Essex University staged fitness tests on 600 10-year-olds a decade apart in an area with low levels of obesity.

They found significant falls in fitness levels, concluding the average 10-year-old in 1998 could beat 95% of youngsters in 2008 in running tests.

The researchers said the focus on obesity was obscuring the health risks of wider declines in fitness levels.

Children are routinely weighed and measured in schools in England as part of the government’s drive to tackle rising obesity rates, but there is no equivalent for fitness.

The Essex team of sports experts chose to focus on Chelmsford, an affluent town with traditionally low levels of obesity, to illustrate how being a normal weight did not necessarily equate to having good fitness.

In 1998, they carried out 20m shuttle run tests – commonly known as the bleep test – on 303 children from six schools.

In 2008, the tests were repeated on a similar number of 10-year-olds, the Archives of Disease in Childhood reported.

While obesity levels had hardly changed, there was a significant shift in fitness which was “large and worrying”.

Researchers said similar if not worse findings would be expected in areas with high levels of obesity.

Lead researcher Dr Gavin Sandercock said: “The measurement of obesity alone may not be sufficient to keep an eye on children’s future health.

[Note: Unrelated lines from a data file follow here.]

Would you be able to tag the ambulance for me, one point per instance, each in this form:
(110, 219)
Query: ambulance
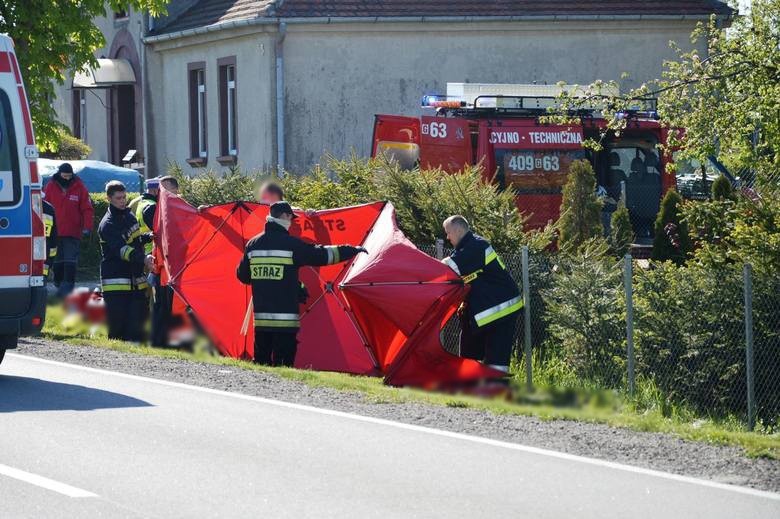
(22, 237)
(501, 127)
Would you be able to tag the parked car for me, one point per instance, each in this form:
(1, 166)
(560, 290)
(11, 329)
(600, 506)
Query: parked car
(94, 174)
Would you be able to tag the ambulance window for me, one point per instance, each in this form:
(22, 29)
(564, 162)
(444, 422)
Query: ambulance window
(535, 172)
(10, 188)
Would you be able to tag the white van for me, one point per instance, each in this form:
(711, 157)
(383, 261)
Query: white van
(22, 238)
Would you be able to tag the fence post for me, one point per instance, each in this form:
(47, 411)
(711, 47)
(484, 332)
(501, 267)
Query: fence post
(527, 320)
(748, 286)
(439, 249)
(629, 289)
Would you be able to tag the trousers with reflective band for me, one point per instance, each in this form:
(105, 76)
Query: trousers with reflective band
(497, 312)
(277, 320)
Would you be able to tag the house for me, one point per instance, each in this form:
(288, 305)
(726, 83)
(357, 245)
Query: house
(280, 83)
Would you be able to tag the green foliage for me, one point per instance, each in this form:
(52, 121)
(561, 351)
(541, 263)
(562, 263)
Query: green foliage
(423, 199)
(742, 230)
(722, 189)
(621, 233)
(584, 309)
(341, 183)
(726, 97)
(211, 188)
(580, 210)
(68, 147)
(52, 38)
(671, 240)
(690, 337)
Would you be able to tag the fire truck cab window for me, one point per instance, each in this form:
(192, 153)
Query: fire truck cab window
(10, 185)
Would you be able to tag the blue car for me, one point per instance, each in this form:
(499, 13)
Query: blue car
(94, 173)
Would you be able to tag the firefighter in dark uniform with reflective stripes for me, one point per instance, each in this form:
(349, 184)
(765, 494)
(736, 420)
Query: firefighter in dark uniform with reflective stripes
(270, 264)
(489, 318)
(122, 276)
(50, 227)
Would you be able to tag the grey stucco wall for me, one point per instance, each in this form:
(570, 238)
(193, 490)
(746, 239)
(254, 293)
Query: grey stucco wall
(169, 101)
(97, 127)
(338, 76)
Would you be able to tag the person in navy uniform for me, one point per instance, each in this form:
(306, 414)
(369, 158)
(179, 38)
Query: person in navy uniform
(270, 265)
(489, 314)
(122, 278)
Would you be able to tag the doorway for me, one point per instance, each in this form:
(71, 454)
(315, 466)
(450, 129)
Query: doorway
(123, 131)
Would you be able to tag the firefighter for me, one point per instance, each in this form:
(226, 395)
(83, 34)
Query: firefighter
(50, 227)
(270, 264)
(489, 315)
(122, 277)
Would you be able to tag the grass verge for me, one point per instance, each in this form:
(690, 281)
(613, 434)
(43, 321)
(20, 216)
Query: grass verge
(615, 414)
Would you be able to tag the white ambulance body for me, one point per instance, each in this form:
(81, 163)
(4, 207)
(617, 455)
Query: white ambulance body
(22, 239)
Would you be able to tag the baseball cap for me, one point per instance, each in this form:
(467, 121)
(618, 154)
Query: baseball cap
(280, 208)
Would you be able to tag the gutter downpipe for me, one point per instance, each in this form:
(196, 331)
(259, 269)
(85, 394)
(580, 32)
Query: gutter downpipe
(280, 149)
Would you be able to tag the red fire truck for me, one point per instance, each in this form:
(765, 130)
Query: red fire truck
(498, 126)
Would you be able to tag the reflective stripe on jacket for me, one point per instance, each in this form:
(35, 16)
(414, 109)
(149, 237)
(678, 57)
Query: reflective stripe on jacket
(50, 228)
(144, 213)
(494, 294)
(270, 264)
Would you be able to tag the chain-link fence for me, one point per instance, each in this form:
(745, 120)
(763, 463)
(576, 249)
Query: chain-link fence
(685, 339)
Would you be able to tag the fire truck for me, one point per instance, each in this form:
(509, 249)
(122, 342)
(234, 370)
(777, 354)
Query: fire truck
(500, 128)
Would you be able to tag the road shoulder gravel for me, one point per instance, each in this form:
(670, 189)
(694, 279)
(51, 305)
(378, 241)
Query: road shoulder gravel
(664, 452)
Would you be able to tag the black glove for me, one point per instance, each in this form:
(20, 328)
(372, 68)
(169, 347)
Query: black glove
(303, 294)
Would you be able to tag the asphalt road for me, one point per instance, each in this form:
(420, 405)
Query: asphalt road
(78, 442)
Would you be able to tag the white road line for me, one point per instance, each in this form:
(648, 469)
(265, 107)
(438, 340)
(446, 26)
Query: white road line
(427, 430)
(43, 482)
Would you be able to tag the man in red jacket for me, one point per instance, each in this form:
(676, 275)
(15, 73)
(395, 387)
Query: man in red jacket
(73, 209)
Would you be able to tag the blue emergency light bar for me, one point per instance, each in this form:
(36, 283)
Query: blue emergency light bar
(440, 101)
(629, 114)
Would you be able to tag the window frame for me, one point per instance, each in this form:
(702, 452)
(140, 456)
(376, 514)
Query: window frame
(228, 110)
(9, 136)
(79, 114)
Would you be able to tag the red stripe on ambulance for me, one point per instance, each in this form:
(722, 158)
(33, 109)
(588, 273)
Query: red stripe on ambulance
(25, 116)
(5, 62)
(16, 256)
(15, 65)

We need some form of monitoring of fitness.

“We have a generation of children who are spending more and more time in front of a screen, whether it is a TV or a computer.

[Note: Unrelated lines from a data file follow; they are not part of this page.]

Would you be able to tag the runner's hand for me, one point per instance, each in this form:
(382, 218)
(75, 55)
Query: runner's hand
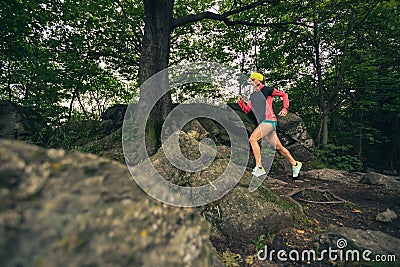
(283, 113)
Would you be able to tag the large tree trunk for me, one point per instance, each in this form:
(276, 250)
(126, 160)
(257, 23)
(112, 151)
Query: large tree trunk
(154, 58)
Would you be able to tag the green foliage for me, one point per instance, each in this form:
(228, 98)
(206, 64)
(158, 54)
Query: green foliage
(338, 157)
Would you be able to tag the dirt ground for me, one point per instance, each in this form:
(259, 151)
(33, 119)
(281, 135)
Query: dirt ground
(328, 205)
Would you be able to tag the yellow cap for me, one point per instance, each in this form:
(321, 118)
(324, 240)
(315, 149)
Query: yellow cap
(256, 75)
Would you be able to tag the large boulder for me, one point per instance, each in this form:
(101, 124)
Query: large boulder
(62, 208)
(17, 122)
(346, 238)
(294, 136)
(115, 113)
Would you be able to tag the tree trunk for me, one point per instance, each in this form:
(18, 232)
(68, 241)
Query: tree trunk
(154, 58)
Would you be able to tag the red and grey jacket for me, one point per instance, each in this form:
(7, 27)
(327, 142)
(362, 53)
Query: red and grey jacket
(261, 103)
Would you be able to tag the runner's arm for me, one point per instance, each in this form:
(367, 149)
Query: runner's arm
(285, 99)
(245, 107)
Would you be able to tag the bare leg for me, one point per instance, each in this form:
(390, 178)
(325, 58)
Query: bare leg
(273, 139)
(261, 131)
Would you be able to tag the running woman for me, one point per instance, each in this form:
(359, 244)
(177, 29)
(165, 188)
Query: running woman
(261, 104)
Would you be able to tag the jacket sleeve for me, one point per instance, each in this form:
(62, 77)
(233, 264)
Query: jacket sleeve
(285, 98)
(245, 107)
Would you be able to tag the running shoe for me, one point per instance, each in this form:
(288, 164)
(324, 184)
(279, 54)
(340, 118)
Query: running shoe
(258, 171)
(296, 169)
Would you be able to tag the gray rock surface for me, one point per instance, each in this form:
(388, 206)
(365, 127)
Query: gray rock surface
(17, 122)
(377, 242)
(386, 216)
(62, 208)
(239, 217)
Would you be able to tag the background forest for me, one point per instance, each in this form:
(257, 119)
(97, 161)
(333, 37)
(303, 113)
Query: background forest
(338, 60)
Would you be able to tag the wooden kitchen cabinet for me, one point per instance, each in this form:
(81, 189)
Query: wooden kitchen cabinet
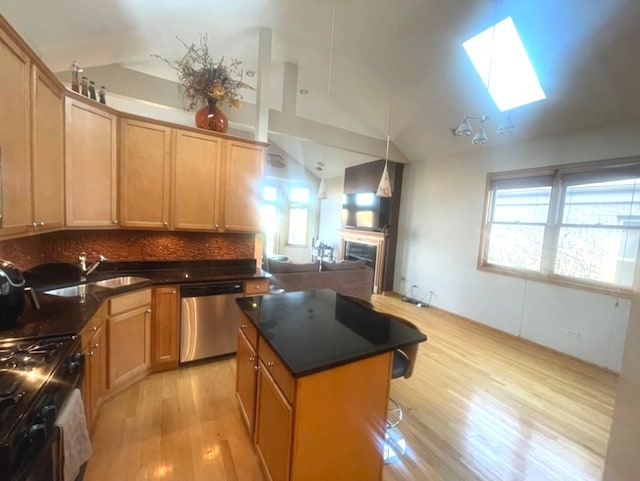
(196, 181)
(145, 163)
(47, 167)
(242, 174)
(274, 426)
(94, 348)
(90, 164)
(247, 371)
(165, 328)
(15, 206)
(338, 413)
(129, 326)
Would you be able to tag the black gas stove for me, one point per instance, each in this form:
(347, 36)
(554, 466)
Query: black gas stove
(36, 377)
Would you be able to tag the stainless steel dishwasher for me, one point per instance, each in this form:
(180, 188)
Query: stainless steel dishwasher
(208, 320)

“Schools are now trying to do more, but it is the lack of unstructured activity outside that is the problem.”

Professor Alan Maryon-Davis, president of the Faculty of Public Health, said: “We have been concerned about the sedentary lifestyles of children for some time. “But the focus on obesity is right at the moment because it is more directly linked to chronic conditions such as diabetes and heart disease.” A Department of Health spokesman said promoting physical activity remained a “top priority” and a key part of the obesity drive.